Comparison of 2w- and 6w-scRNA seq results.

(A) Violin plot of gene expression enriched in the limb bud (Development (2014) 141, 3683-3696) in each cluster.

(B) Gene Ontology (GO) terms associated with genes with upregulated expression in the SP2 cluster.

(C) Number of inferred interactions and interaction strength of genes expressed within 2w- and 6w-mouse scRNA-seq data.

Analysis of 2-week snRNA-seq data.

(A) UMAP snRNA-seq clustering of cells harvested from 2-week mouse Achilles tendons.

(B) Dot plot of average gene expression levels of the indicated genes in 2-week snRNA-seq clusters. RB, ribosomal RNA; TC1, tenocyte_1; SP1, stem/progenitor cell_1; SP2, stem/progenitor cell_2; SM, smooth muscle cell; MTJ, myotendinous junction cell; CA, cartilage; SP3, stem/progenitor cell_3; LC, lymphocyte; MC, macrophage; RBC, red blood cell; SW, Schwann cell; EC, endothelial cell; TC2, tenocyte_2; PC, proliferating cell; NC, neutrophil; UC, unspecified cell.

(C) Violin plot of tenocytes and TSPC-related gene expression in each cluster.

(D) Feature plot of TSPC-related gene expression.

Analysis of 6-week snATAC-seq.

(A) UMAP snATAC-seq clustering of cells harvested from 6-week mouse Achilles tendons. Annotation was based on gene activity (ground-truth annotation, left) and the predicted annotation inferred from 2-week snATAC-seq (right).

(B) Identification of matching cell clusters between the 2-week and 6-week snATAC-seq data, visualized as a heatmap.

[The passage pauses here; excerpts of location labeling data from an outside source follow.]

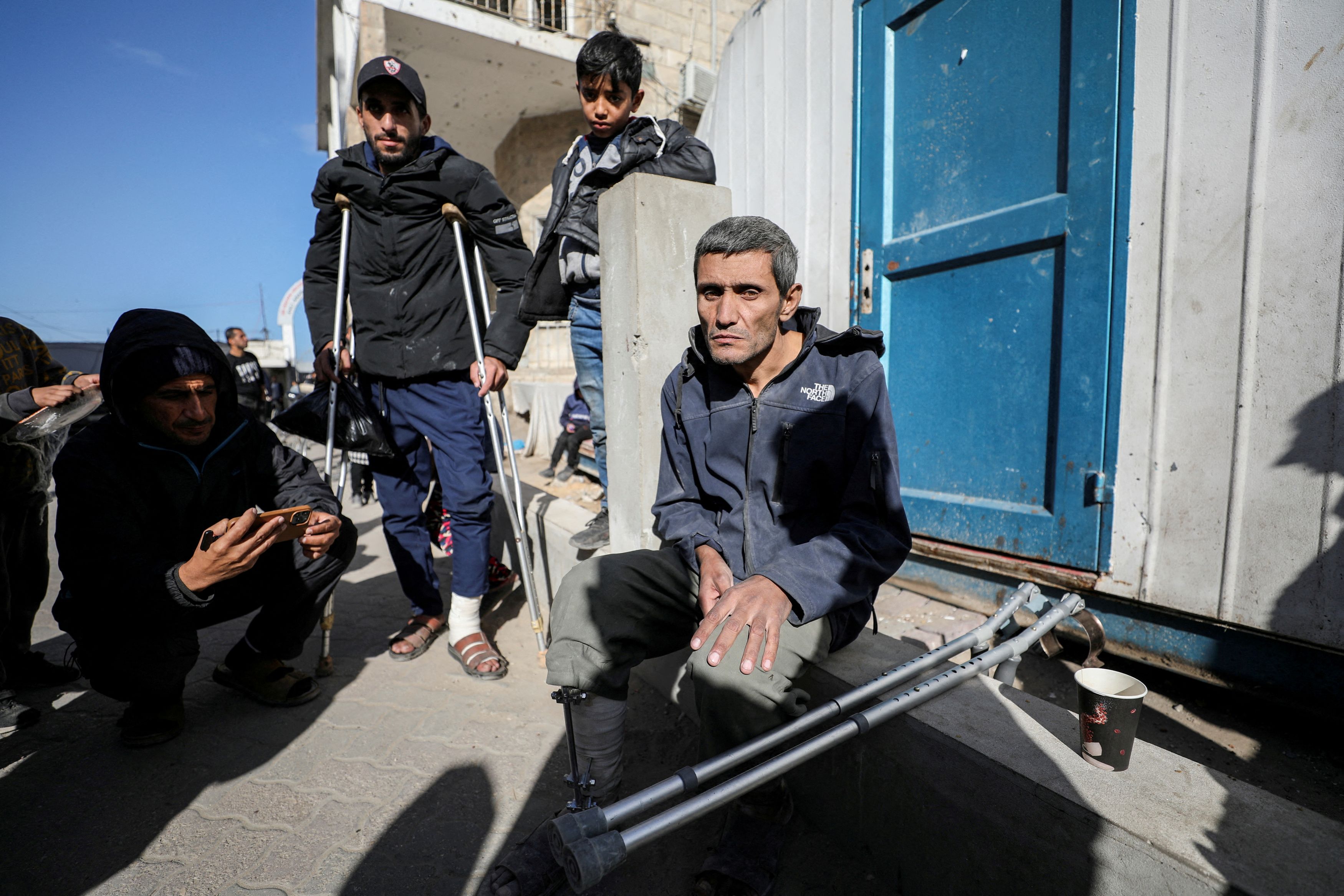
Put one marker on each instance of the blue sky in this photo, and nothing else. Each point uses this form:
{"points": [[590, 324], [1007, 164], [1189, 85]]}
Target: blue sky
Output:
{"points": [[162, 156]]}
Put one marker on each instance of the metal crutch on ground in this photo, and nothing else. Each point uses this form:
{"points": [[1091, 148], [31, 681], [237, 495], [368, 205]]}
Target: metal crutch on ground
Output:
{"points": [[601, 820], [588, 859], [515, 512], [324, 660]]}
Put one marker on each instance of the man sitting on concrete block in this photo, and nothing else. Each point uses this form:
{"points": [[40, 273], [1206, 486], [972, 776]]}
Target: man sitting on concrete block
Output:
{"points": [[780, 507], [159, 538]]}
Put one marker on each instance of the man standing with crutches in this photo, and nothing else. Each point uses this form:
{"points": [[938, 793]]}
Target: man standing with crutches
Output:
{"points": [[412, 326]]}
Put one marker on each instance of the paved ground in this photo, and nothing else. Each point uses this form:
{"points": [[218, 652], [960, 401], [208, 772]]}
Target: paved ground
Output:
{"points": [[410, 778], [402, 778]]}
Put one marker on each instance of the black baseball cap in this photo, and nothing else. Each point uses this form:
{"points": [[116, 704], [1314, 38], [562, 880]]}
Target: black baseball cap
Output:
{"points": [[392, 68]]}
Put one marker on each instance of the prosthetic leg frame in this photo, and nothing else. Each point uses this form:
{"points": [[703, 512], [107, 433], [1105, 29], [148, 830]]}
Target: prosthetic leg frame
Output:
{"points": [[581, 784], [588, 845], [513, 501], [324, 660]]}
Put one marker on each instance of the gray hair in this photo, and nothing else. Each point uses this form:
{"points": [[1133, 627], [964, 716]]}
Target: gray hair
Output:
{"points": [[752, 234]]}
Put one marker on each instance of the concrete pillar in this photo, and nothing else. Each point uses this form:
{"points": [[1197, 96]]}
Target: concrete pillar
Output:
{"points": [[650, 226]]}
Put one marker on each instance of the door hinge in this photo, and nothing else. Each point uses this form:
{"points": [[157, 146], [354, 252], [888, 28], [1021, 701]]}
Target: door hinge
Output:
{"points": [[1096, 489], [866, 283]]}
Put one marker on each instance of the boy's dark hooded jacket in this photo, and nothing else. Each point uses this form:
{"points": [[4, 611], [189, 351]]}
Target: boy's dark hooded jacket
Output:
{"points": [[800, 484], [648, 147], [405, 283], [132, 506]]}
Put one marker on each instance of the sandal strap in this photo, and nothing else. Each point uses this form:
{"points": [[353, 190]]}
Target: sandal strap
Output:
{"points": [[417, 629], [476, 649]]}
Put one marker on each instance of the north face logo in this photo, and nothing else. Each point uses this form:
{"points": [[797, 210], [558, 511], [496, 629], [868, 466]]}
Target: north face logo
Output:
{"points": [[819, 393]]}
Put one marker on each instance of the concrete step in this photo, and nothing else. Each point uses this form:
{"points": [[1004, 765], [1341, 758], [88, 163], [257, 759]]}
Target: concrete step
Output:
{"points": [[984, 788]]}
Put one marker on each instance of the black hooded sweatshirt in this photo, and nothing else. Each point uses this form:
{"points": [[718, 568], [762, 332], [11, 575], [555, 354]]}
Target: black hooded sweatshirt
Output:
{"points": [[132, 506]]}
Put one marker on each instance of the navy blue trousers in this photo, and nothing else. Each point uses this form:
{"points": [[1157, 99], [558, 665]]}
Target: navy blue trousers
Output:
{"points": [[451, 416]]}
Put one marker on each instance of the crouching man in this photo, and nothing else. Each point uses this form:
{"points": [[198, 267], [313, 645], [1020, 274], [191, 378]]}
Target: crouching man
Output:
{"points": [[780, 507], [136, 495]]}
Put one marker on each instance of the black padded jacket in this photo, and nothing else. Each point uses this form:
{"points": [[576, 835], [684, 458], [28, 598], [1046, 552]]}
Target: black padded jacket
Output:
{"points": [[648, 147], [405, 283], [132, 507]]}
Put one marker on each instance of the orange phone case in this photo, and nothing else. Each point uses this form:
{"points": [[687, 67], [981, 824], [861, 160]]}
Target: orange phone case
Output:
{"points": [[293, 530]]}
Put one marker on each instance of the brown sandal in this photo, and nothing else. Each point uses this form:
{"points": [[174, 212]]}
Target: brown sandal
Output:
{"points": [[409, 633], [475, 651]]}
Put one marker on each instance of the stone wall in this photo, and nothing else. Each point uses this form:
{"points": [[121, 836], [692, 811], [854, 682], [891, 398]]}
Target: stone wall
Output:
{"points": [[527, 155]]}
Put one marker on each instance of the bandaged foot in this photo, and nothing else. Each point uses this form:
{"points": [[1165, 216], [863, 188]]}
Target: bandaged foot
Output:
{"points": [[464, 620]]}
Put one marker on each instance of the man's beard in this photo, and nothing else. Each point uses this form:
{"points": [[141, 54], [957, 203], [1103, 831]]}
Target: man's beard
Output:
{"points": [[393, 162]]}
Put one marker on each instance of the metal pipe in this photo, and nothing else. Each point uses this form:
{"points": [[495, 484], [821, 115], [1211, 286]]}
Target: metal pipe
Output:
{"points": [[566, 829], [636, 804], [338, 332], [508, 432], [1007, 671], [588, 860], [514, 515], [521, 536]]}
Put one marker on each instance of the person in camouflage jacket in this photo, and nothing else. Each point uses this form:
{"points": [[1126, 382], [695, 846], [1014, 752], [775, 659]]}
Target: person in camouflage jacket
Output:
{"points": [[30, 379]]}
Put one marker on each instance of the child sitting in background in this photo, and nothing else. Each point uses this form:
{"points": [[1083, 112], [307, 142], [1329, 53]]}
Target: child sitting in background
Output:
{"points": [[574, 422]]}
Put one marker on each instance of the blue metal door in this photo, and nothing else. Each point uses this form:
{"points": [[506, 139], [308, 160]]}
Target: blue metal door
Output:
{"points": [[986, 193]]}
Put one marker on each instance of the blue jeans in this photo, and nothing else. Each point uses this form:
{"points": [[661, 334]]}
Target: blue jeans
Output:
{"points": [[586, 342], [452, 417]]}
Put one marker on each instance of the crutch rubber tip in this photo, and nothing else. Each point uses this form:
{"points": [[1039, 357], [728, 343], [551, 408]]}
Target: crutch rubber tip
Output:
{"points": [[588, 861], [574, 827]]}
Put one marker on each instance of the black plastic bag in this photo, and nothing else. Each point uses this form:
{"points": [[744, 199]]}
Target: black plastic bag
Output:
{"points": [[357, 428]]}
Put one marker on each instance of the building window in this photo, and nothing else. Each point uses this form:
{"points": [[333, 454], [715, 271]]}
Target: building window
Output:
{"points": [[550, 14]]}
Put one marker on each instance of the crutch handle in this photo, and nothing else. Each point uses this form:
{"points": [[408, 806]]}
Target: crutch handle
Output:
{"points": [[452, 213]]}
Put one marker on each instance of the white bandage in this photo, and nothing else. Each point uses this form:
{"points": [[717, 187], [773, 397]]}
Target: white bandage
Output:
{"points": [[464, 617]]}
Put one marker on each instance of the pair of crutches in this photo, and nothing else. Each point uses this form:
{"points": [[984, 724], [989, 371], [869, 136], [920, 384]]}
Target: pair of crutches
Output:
{"points": [[591, 845], [326, 665], [513, 500]]}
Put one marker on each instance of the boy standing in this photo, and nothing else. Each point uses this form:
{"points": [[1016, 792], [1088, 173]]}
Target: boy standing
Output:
{"points": [[249, 378], [565, 281]]}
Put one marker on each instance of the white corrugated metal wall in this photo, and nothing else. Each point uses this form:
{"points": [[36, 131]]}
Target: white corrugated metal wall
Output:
{"points": [[1230, 416], [780, 128], [1230, 463]]}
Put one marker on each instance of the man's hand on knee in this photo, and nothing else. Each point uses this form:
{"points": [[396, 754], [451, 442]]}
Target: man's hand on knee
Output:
{"points": [[715, 577], [320, 535], [233, 551], [757, 603]]}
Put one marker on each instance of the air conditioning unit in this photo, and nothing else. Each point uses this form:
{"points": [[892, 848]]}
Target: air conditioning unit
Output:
{"points": [[697, 85]]}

(C) Violin plot of tenocytes and TSPC-related gene activity in each cluster.

Analysis of 6-week snRNA-seq.

(A) UMAP snRNA-seq clustering of cells harvested from 6-week mouse Achilles tendons. Annotation was based on each gene expression (ground-truth annotation, left) and predicted annotation inferred from 2-week snRNA-seq (right).

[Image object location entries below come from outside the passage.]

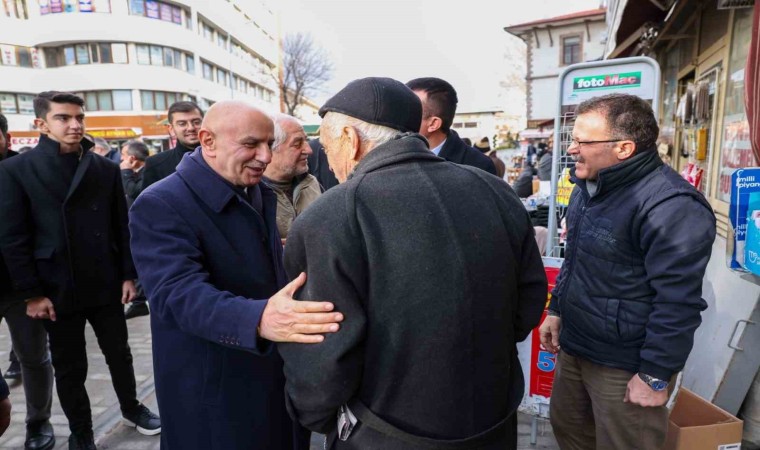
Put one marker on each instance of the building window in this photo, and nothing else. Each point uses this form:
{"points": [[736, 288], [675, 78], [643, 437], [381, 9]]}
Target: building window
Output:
{"points": [[190, 63], [69, 6], [208, 71], [8, 104], [143, 54], [122, 100], [207, 31], [736, 149], [96, 53], [153, 9], [14, 9], [118, 100], [571, 50], [156, 55], [161, 101]]}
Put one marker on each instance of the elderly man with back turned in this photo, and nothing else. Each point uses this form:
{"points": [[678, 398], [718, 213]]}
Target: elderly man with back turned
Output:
{"points": [[628, 297], [208, 252], [437, 271], [288, 173], [439, 105]]}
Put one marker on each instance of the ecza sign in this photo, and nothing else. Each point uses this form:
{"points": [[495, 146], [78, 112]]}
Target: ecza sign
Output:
{"points": [[609, 81]]}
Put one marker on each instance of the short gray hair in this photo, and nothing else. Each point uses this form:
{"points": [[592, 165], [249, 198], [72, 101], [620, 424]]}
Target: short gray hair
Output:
{"points": [[279, 134], [102, 143], [368, 132]]}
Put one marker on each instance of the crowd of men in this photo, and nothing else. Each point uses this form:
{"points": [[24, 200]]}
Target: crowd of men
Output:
{"points": [[371, 286]]}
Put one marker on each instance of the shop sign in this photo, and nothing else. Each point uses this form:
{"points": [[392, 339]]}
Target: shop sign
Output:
{"points": [[607, 81], [117, 133], [744, 215], [24, 142]]}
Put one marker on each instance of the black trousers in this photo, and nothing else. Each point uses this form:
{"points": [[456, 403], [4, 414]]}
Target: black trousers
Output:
{"points": [[69, 351]]}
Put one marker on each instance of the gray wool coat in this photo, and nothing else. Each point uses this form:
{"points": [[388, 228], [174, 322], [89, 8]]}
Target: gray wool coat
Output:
{"points": [[436, 269]]}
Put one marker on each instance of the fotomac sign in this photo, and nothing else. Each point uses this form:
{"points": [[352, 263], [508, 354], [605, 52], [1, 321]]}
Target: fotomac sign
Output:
{"points": [[607, 81]]}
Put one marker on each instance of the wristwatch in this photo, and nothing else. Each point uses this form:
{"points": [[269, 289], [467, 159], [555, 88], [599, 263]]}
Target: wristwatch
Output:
{"points": [[656, 384]]}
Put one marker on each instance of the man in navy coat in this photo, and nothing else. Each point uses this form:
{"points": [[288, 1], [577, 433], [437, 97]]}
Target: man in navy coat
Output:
{"points": [[206, 247]]}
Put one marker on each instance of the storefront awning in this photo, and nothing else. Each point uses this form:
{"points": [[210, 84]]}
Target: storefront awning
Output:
{"points": [[752, 85], [535, 133], [115, 133], [628, 20]]}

(B) Identification of matching cell clusters between the 2-week and 6-week snRNA-seq data visualized as a heatmap.

(C) Violin plot of tenocytes and TSPC-related gene expression in each cluster.

Comparison of 2-week and 6-week snATAC-seq.

(A) Circle plot of annotated differentially accessible regions for each data.

(B) Integrated UMAP snATAC-seq clustering of cells harvested from 2-week and 6-week mouse Achilles tendons.

(C) Feature plot of TSPC-related gene activity in each dataset.

Gene expression changes in CD55+/CD248+ and negative TSPCs.

Quantitative PCR of gene expression in CD55+/CD248+ and negative TSPCs (n = 4). Data are presented as means ± SEM. *p < 0.05, ***p < 0.005.

Chondrogenic and osteogenic induction of CD55+/CD248+ and negative TSPCs.

Quantitative PCR of tendon-related genes in CD55+/CD248+ and negative TSPCs after chondrogenic and osteogenic induction (n = 4). Data are presented as means ± SEM. **p < 0.01, *p < 0.05.